A governadora Kathy Hochul anunciou revisões nas metas de emissões de gases de efeito estufa do estado que irão adiar o prazo de 2030. Os organizadores acreditam que os moradores já estão sofrendo.
Como parte das negociações orçamentais em curso, a governadora de Nova Iorque, Kathy Hochul, está a pressionar para adiar as metas de redução de emissões estabelecidas na lei climática do estado.
Ao longo do ano passado, Hochul deu a entender que não acha que o estado possa atingir as metas estabelecidas na Lei do Clima de 2019: uma redução de 40 por cento nas emissões de gases com efeito de estufa em relação aos níveis de 1990 até 2030, e uma redução de 85 por cento até 2050.
Se Hochul conseguir o que quer, a linha do tempo mudará.
Durante uma conferência de imprensa este mês, Hochul disse que o estado irá rever as suas metas de emissões através do processo orçamental do estado, visando uma redução de 60 por cento até 2040, mantendo intacta a meta para 2050. Ela disse que a política económica necessária para atingir essas metas não seria anunciada até 2028.
“Não podemos cumprir os prazos atuais sem aumentar os custos de energia”, disse Hochul na conferência de imprensa.
Em todo o estado, as comunidades de justiça ambiental, e os legisladores que as representam, argumentam que os atrasos podem expor mais residentes a condições de vida prolongadas e insalubres, incluindo viver perto de centrais eléctricas alimentadas a gás ou de auto-estradas que produzem poluição rodoviária significativa.
“A Lei do Clima foi fundamental para reduzir a carga desproporcional de poluição nas comunidades negras de baixa renda”, disse Eunice Ko, vice-diretora da Aliança para Justiça Ambiental da Cidade de Nova York.
Um problema de emissões
A governadora tem uma influência descomunal sobre o orçamento do estado, o que torna mais fácil para ela ditar mudanças políticas.

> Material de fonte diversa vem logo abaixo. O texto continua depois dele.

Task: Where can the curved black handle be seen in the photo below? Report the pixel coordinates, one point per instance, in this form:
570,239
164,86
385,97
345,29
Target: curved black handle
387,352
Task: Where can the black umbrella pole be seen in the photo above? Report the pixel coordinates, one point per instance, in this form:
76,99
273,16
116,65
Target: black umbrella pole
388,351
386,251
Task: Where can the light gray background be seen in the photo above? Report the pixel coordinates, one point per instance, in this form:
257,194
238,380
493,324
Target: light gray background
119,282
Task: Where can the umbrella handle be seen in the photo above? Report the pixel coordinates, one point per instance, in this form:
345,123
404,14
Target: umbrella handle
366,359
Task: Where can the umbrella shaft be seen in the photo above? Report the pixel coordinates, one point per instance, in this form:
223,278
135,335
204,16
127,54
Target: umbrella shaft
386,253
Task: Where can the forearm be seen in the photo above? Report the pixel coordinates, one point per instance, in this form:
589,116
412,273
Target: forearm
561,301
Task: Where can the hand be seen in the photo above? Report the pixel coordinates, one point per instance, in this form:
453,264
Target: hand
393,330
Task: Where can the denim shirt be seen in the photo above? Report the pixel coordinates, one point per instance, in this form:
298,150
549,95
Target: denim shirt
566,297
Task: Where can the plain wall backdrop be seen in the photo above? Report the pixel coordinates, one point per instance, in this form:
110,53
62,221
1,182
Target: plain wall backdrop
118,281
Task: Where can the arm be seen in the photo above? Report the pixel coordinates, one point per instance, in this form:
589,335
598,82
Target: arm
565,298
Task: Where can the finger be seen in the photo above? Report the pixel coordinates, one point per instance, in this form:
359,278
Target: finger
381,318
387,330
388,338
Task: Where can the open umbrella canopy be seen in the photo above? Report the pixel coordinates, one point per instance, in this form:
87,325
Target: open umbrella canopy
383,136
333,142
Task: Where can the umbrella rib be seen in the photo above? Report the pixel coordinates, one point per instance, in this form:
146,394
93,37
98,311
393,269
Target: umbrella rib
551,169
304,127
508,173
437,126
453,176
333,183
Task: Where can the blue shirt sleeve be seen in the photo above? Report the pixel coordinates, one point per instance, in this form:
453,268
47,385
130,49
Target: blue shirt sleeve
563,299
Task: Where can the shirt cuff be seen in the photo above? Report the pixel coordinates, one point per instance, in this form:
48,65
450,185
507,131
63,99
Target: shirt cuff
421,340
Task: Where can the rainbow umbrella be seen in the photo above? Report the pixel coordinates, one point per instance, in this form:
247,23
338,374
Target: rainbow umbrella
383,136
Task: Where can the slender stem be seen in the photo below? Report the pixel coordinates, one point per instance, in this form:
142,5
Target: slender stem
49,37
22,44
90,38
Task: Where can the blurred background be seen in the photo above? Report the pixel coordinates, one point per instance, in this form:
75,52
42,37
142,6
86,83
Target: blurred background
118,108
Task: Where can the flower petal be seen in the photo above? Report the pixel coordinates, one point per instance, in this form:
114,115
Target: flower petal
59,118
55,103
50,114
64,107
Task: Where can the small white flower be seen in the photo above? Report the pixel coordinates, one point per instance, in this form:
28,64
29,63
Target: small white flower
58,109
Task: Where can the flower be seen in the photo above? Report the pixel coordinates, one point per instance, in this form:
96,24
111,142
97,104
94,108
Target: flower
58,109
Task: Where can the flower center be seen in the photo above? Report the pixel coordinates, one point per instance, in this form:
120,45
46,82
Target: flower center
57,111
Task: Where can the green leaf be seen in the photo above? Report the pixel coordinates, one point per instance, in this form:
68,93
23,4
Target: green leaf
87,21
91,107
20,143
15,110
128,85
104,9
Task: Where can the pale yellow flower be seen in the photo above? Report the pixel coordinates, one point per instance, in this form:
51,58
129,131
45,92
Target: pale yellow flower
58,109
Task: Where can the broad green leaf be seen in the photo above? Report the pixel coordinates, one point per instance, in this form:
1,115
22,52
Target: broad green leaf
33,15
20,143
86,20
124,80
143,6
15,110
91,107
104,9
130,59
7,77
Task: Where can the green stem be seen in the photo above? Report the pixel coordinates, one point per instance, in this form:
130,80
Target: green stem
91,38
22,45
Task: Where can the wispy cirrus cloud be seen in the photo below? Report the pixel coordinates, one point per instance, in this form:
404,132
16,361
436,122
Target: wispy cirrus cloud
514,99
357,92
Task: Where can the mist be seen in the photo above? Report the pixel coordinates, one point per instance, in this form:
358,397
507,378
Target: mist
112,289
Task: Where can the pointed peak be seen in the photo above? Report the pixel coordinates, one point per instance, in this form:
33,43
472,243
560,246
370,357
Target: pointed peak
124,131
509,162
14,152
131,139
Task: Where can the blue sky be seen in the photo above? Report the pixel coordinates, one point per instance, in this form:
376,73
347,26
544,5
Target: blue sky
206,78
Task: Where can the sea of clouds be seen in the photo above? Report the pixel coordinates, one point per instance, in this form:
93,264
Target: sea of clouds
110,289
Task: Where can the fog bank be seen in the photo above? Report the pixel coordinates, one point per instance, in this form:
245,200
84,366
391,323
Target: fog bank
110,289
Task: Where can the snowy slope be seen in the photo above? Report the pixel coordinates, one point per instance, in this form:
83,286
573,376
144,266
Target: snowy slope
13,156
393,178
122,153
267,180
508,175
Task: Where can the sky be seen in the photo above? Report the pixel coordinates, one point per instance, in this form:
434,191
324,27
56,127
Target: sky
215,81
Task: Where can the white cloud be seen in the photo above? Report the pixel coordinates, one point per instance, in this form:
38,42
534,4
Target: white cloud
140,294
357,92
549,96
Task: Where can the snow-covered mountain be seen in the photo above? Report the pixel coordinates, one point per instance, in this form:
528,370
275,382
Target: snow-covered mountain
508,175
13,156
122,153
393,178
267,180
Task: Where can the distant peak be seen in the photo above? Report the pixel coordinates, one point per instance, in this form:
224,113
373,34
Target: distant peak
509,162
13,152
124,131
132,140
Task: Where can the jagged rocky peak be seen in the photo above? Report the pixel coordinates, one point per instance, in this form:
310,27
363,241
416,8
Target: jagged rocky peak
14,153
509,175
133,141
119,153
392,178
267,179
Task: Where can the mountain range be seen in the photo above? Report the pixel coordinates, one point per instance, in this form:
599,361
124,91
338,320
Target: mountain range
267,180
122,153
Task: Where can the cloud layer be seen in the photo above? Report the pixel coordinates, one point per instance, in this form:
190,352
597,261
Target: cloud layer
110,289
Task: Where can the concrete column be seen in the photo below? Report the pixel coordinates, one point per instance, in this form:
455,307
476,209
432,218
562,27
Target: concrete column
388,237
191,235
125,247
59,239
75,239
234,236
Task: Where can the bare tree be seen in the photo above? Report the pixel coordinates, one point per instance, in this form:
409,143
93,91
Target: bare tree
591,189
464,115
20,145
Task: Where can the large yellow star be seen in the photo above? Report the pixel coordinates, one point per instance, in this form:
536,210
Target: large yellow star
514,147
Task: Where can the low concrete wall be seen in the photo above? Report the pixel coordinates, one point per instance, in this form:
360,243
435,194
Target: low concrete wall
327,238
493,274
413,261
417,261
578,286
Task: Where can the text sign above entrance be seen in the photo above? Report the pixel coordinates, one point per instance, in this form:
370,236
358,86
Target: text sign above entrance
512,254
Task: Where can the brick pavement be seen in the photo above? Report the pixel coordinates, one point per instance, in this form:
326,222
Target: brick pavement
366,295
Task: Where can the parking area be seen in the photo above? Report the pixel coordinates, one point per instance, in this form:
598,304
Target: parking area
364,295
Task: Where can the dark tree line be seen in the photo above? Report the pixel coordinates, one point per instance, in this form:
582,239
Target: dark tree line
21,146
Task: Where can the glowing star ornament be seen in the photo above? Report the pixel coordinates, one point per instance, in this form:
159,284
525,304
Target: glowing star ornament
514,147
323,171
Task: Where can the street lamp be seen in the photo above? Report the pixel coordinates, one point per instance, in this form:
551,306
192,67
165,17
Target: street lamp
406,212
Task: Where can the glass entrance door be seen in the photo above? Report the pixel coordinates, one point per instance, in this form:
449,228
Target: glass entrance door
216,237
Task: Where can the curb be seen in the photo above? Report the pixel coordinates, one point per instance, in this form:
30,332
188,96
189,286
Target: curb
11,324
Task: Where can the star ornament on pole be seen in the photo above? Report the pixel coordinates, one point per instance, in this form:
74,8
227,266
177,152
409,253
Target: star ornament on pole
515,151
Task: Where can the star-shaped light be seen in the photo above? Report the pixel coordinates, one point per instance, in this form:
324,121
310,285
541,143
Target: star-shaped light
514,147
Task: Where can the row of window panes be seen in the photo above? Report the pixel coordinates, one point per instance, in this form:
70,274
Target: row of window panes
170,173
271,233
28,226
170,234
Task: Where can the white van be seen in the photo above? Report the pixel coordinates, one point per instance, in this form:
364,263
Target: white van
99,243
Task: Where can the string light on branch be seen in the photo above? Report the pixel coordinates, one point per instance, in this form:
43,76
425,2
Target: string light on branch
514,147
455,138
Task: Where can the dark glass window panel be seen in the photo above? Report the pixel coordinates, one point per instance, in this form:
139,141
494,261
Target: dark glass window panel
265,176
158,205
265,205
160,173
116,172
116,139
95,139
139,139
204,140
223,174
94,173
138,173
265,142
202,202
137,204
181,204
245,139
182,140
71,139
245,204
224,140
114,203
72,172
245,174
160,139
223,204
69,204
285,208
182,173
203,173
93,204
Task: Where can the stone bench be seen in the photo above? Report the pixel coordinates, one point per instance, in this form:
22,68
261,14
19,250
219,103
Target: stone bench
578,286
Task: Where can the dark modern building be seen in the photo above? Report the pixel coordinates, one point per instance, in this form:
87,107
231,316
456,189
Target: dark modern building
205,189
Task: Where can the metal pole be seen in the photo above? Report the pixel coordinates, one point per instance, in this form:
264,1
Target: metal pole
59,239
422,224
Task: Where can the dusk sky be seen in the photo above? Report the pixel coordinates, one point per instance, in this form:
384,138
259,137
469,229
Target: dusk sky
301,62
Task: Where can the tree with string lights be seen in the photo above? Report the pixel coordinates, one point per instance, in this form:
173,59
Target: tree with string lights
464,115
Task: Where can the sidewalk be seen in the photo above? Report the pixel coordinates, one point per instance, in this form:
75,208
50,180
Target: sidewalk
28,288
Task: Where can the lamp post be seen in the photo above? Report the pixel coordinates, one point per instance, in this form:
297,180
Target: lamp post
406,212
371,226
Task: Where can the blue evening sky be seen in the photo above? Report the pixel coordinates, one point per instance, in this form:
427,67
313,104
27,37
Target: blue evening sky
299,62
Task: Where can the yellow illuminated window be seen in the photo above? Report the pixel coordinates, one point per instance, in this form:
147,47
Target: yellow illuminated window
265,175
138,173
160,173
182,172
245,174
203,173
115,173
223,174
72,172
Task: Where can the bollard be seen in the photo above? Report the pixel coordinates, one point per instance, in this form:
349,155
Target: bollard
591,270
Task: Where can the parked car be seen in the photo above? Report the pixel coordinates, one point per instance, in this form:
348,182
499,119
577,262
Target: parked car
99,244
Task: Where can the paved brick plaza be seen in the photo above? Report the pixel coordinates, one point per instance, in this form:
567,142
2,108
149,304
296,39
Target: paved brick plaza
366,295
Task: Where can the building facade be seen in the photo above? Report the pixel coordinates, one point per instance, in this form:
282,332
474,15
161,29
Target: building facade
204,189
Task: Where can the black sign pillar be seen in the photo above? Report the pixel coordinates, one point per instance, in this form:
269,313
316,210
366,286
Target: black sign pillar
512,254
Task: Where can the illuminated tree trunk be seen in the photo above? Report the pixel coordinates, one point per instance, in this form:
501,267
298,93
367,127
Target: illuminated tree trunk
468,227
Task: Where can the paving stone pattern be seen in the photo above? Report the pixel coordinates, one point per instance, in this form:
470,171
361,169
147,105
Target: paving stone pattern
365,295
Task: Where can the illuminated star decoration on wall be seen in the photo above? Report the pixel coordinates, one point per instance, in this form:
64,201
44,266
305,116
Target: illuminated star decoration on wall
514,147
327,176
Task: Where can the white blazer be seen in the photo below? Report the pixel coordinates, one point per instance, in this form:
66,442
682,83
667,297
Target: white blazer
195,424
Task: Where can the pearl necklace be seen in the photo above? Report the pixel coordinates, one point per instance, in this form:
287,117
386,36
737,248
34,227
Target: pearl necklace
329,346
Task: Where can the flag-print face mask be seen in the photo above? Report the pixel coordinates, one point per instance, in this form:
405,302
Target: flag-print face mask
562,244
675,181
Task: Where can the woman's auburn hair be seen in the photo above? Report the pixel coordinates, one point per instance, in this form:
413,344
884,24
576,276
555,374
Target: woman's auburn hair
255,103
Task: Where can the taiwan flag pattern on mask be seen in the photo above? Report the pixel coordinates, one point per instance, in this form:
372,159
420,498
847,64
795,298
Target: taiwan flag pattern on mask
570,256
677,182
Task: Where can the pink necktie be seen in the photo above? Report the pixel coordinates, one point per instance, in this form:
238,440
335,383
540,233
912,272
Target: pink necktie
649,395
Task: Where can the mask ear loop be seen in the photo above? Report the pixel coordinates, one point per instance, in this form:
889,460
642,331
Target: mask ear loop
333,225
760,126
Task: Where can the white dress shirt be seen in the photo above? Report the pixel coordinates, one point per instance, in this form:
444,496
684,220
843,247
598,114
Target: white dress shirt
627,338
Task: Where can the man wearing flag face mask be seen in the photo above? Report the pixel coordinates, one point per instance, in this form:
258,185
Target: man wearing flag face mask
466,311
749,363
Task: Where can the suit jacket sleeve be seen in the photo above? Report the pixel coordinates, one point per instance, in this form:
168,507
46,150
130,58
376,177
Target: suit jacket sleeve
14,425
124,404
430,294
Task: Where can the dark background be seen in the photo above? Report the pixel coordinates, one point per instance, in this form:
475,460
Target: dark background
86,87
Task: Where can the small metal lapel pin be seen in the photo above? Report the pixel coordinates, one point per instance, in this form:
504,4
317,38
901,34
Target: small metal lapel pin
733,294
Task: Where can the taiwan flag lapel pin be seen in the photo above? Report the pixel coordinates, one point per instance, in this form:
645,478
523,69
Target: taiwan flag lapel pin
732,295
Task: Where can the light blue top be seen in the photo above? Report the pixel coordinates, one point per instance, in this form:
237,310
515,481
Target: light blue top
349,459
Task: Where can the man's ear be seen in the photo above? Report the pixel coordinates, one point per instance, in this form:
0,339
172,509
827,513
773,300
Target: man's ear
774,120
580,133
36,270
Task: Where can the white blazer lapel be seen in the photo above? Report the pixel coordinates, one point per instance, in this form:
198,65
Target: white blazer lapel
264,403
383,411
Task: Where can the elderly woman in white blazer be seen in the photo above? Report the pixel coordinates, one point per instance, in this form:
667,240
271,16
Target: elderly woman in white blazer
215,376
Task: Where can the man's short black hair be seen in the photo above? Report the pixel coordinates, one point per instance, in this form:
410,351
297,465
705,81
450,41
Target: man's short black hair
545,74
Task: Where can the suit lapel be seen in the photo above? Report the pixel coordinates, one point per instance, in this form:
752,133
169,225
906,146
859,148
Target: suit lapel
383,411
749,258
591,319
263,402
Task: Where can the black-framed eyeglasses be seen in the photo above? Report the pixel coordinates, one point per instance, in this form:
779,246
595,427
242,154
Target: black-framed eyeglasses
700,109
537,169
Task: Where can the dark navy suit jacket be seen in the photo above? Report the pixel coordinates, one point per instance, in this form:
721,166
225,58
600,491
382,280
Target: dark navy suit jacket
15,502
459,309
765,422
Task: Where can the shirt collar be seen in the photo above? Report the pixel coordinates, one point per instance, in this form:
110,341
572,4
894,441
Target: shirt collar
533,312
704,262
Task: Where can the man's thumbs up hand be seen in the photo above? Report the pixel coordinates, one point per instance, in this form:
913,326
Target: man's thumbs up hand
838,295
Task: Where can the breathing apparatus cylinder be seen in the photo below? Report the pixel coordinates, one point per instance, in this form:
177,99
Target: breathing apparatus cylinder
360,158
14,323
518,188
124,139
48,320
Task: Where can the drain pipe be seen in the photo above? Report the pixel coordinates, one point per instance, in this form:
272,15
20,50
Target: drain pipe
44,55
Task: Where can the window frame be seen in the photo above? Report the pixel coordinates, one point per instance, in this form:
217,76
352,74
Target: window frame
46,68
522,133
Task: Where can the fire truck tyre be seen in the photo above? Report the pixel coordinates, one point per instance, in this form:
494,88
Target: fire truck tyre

Mas incluí-los no orçamento significa que acontecem “sem total transparência”, disse Ko.
“O que a impede de fazer isso de novo com qualquer outra lei da qual ela não goste?” Ko disse.
No início deste mês, Hochul anunciou prematuramente um acordo com a legislatura estadual; as negociações estão em andamento.
De acordo com o último relatório do estado, as emissões em todo o estado em 2023 estavam cerca de 15% abaixo dos níveis de 1990 – longe da meta para 2030.
Em 2022, o Conselho de Acção Climática do estado, um grupo de cientistas, representantes de serviços públicos, decisores políticos e líderes de agências estatais, lançou o Plano de Definição do Âmbito Climático. Ele estabeleceu um roteiro para cumprir as metas climáticas do estado.
As maiores fontes de emissões de gases de efeito estufa em Nova York são edifícios, geração de eletricidade e transporte, segundo dados estaduais. Sob a liderança de Hochul, várias políticas destinadas a reduzir as emissões nesses sectores foram adiadas e os grupos industriais estão a pressionar por mais.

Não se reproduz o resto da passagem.